Customers line up outside a San Antonio Chick-fil-A restaurant.
Five conservative activists made news
this week by suing San Antonio over its decision not to give Chick-fil-A a contract to sell sammiches at the airport.
But being able to grab headlines and win a court case are two very different things — and at least one legal scholar maintains that the odds are heavily stacked against the latter.
The suit, filed in Bexar County district court, argues that a recent Texas law dubbed the "save Chick-fil-A bill" makes it illegal for the city to bar the fast-food purveyor from the airport. The problem with that, points out St. Mary's University Law Professor Michael Ariens, is that the law passed after the city's decision, and courts are almost never willing to retroactively apply statutes.
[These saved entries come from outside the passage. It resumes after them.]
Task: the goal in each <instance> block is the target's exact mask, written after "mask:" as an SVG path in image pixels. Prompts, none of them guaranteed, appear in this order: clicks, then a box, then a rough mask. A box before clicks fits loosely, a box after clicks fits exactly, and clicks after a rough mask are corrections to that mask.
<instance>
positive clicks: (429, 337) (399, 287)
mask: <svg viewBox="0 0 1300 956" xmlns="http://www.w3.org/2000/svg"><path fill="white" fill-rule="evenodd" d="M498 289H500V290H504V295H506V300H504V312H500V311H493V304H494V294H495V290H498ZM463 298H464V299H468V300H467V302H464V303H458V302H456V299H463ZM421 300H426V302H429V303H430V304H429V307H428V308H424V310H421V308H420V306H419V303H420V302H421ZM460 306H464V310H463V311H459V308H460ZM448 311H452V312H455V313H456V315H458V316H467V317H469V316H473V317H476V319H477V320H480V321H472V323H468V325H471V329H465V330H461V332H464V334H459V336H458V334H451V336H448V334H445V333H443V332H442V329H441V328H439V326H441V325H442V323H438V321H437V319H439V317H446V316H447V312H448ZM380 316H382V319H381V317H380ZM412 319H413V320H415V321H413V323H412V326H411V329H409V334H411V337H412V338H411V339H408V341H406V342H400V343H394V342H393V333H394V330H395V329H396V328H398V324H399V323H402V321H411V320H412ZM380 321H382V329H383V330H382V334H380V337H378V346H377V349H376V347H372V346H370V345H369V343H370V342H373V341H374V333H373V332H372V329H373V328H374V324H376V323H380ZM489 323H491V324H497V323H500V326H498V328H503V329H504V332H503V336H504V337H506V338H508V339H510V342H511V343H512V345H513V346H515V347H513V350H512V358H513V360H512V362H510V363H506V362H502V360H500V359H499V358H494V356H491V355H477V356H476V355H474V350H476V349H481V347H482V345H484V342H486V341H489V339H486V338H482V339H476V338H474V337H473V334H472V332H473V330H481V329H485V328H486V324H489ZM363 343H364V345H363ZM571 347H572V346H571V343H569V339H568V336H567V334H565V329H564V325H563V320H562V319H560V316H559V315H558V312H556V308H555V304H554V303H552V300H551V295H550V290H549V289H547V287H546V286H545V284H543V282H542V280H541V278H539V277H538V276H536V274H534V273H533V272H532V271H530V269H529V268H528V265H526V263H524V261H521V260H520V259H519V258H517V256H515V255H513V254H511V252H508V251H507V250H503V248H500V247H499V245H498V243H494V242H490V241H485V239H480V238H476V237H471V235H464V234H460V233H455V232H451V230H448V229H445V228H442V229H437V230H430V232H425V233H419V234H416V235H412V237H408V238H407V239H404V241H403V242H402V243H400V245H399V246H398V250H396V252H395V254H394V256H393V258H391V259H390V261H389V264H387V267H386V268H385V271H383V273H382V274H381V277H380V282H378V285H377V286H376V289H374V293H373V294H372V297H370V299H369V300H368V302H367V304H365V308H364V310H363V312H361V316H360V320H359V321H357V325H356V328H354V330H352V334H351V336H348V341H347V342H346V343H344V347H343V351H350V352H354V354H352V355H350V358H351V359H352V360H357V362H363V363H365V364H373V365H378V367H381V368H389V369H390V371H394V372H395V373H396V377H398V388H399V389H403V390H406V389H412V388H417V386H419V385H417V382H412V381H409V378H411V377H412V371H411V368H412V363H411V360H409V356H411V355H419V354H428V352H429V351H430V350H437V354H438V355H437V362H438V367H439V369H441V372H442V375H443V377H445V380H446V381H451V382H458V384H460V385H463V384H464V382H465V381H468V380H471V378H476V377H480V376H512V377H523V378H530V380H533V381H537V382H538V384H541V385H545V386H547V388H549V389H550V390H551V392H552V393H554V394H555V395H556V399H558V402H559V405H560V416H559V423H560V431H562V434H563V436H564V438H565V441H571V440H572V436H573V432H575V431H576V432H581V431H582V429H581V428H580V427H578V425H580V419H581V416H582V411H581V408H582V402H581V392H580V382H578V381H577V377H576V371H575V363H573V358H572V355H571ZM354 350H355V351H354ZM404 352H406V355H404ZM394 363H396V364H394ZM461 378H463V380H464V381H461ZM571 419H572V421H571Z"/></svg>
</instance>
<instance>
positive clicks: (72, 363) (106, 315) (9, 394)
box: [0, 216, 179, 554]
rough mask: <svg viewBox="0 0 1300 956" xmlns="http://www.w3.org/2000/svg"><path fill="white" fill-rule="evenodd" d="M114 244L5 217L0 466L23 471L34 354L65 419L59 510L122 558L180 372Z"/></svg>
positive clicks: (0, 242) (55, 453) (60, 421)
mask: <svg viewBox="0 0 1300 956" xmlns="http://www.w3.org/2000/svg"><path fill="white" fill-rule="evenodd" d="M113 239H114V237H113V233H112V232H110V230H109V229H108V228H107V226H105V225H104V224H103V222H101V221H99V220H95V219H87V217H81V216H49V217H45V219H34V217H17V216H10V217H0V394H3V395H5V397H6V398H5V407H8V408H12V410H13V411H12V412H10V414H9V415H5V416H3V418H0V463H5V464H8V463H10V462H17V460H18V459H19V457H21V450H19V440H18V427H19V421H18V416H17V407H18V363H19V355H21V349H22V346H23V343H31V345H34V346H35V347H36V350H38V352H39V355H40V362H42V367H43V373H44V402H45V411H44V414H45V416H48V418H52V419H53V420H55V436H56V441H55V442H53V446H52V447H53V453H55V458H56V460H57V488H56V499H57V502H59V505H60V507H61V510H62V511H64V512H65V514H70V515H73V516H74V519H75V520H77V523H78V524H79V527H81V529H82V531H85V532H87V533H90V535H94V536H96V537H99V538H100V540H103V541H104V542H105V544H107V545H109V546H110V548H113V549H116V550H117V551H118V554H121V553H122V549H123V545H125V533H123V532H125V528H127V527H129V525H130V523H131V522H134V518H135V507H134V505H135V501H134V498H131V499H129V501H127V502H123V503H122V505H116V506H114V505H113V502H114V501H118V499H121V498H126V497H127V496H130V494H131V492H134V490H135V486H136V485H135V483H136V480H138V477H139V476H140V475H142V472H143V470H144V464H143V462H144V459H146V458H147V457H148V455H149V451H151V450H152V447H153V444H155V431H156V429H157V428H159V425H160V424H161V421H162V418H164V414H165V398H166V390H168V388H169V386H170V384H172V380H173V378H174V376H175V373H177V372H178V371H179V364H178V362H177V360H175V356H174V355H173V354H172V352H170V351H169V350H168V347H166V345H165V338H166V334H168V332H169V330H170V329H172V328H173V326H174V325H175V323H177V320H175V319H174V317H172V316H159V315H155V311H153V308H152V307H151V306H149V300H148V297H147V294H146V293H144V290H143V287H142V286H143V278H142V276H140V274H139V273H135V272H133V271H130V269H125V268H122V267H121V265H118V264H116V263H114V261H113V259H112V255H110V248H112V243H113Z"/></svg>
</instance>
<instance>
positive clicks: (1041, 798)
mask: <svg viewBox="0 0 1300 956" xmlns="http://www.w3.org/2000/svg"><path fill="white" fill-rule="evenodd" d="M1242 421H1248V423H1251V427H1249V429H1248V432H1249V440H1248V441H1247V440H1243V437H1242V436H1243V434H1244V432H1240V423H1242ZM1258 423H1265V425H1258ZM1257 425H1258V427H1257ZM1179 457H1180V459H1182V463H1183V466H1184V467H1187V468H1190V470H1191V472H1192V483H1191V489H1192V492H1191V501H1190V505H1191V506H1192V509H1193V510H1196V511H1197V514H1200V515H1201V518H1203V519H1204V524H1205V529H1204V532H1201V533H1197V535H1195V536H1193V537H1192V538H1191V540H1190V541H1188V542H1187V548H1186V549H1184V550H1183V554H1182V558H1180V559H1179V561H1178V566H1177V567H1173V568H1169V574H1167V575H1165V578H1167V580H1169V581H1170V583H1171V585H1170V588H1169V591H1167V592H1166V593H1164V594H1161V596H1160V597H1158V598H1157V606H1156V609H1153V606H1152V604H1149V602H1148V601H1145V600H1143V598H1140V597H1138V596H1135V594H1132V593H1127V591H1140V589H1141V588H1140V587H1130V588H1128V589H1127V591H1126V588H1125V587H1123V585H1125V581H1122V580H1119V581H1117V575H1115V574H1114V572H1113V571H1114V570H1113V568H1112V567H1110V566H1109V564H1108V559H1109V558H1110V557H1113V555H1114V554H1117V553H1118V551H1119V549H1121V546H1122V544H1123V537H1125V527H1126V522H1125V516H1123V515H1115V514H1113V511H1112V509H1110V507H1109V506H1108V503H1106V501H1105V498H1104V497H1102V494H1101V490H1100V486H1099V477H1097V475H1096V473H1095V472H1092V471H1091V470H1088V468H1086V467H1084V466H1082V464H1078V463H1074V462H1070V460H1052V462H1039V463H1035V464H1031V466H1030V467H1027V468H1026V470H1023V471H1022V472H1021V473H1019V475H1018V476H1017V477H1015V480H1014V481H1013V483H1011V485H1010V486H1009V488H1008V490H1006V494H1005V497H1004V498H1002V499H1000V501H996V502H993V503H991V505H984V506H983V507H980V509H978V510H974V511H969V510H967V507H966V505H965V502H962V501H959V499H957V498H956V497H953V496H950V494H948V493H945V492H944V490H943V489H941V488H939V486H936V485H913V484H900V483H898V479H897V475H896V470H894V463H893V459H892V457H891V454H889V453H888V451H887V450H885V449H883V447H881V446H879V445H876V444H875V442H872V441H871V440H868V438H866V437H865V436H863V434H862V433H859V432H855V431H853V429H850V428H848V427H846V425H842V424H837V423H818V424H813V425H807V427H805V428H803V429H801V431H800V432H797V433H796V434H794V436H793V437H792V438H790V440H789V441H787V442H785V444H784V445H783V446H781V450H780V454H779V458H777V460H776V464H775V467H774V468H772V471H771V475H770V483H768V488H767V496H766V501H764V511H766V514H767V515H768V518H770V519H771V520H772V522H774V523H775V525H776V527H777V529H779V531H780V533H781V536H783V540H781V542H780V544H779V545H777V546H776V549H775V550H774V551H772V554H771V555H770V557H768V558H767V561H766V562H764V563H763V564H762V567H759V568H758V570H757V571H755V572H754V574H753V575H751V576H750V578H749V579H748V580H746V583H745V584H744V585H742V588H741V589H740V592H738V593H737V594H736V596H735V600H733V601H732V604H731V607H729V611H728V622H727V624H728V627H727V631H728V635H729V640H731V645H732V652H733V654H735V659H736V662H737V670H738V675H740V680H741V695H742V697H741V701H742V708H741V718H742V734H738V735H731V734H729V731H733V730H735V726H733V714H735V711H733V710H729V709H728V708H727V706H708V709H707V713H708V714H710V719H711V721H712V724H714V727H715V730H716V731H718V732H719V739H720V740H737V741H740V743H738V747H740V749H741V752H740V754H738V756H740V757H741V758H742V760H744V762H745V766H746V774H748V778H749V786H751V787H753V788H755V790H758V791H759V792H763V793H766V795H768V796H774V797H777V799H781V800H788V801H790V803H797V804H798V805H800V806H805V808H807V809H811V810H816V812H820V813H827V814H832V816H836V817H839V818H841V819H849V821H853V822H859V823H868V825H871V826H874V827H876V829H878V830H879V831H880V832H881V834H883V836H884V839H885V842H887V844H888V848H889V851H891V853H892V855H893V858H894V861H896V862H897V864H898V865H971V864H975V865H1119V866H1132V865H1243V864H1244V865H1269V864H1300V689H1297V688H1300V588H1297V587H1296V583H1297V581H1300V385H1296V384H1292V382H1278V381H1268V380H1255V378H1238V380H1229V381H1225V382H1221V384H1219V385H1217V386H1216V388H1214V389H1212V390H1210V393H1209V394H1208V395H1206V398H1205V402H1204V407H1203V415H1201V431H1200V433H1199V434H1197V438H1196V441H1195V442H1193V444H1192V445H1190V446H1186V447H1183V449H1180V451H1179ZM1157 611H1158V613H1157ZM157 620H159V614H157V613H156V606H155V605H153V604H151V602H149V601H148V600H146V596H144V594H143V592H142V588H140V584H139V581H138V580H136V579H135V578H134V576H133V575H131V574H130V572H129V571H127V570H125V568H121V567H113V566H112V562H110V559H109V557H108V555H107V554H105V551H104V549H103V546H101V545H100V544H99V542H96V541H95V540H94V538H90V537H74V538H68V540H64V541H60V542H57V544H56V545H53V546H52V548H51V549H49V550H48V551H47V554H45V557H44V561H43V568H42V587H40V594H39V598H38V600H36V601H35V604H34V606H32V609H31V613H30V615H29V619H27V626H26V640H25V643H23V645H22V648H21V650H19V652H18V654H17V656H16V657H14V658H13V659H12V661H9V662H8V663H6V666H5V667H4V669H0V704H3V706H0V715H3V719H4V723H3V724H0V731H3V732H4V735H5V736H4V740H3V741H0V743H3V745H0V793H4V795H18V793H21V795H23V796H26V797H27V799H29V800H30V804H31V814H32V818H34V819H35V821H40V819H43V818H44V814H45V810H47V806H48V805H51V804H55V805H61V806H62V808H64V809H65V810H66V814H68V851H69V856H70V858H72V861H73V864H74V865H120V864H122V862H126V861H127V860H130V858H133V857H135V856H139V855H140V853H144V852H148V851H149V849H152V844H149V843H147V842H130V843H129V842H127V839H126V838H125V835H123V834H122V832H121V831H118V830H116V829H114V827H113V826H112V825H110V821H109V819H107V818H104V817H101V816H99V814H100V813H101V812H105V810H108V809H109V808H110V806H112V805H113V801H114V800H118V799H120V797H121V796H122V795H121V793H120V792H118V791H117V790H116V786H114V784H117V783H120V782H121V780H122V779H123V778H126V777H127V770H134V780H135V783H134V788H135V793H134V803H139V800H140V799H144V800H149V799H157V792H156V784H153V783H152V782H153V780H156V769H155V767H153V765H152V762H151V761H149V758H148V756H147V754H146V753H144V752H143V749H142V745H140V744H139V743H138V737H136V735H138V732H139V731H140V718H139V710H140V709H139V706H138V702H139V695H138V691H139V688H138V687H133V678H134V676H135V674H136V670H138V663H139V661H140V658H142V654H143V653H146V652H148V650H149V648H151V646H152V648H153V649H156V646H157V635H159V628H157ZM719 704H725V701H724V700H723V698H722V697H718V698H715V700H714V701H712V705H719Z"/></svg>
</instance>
"I didn’t see any statement in the petition explaining why it is permissible for a court to apply retroactively the statute which serves as the basis for the plaintiffs’ claim," Ariens said, "And I know the City of San Antonio will raise this as a defense, so I’m not sure what is going on."
(If you've been on a months-long news blackout and need a refresher on the city's airport concessions vote and Atlanta-based Chick-fil-A's history of donating to anti-LGBTQ+ groups, here you go
. If you need more on the Lege's "Save Chick-fil-A" response, check this out
Also likely dooming the suit is the concept of standing, which requires plaintiffs to show they suffered damages, Ariens said. To that end, the petition only explains that the plaintiffs "use the San Antonio airport for travel and would patronize Chick-fil-A at the airport if it were allowed to operate there."
It's difficult to imagine any court considering an unmet craving for fried chicken — no matter how tasty — as a legitimate damage.
Chick-fil-A itself might have a better chance demonstrating damages, Ariens said. Even so, the company would still face long odds showing council based its decision solely on the owners' religious views. Mayor Ron Nirenberg has repeatedly maintained that the decision was based on the company's closed-Sunday policy, not its views on gay marriage.
"The issue is government motivation is difficult to prove," Ariens said.